Q) What about altitude sickness?

A) AMS Acute Mountain Sickness (or altitude sickness) is the body reacting to the stress of high altitude. It is a concern for trekkers in the Himalayas and elsewhere above about approximately; say (is that enough vagueness!) 3,000m. Exposure to high altitude can lead to a number of 'normal' physiological reactions as well as mild to extremely serious illness and even death. The treks are designed with relatively slow acclimatisation schedules, rest days and alternative options. And there are medications and a number of management strategies in place should they be required. Don't be unduly concerned, but please talk to us if you have questions.

Q) I don't have much time, can't we do it quicker?

A) The adventures are designed around what we feel is the optimum itinerary, which incorporates adequate time for the suitably fit participant to do the climb comfortably; flexibility for weather, illness, unforeseen delays; time to enjoy the experience, your climbing colleagues and staff; learn about your surroundings if you wish; and, for altitude adventures, a fairly slow acclimatisation regime to minimise the risk of altitude sickness and maximise your chance of reaching your goals. All while also trying to minimise your time away from home. We would generally not recommend shorter itineraries (such as those used by less scrupulous operators) unless you were genuinely prepared to turn back if you (or your travel companion) becomes affected by AMS. If you really don't have the time available, we can perhaps suggest an alternative itinerary or goal that will work for you.

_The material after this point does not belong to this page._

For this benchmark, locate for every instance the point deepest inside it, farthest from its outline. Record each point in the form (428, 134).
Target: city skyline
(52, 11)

Q) My friend would like to visit, but isn't really interested in climbing?

A) Your friend, spouse, family, colleagues may like to join you on the trekking phases of the expedition, and could stay in Base Camp or Advanced Base Camp, depending on the trip, when you are on the hill. If they want to accompany you to our base city (e.g. Kathmandu) we can easily arrange extra accommodation, and places on our day tours, but we may also be able to arrange a series of day trips, a short relaxing trip into the country-side, scenic flights above the Himalayas, wildlife safaris and so on. Ask us for ideas, or suggest your own.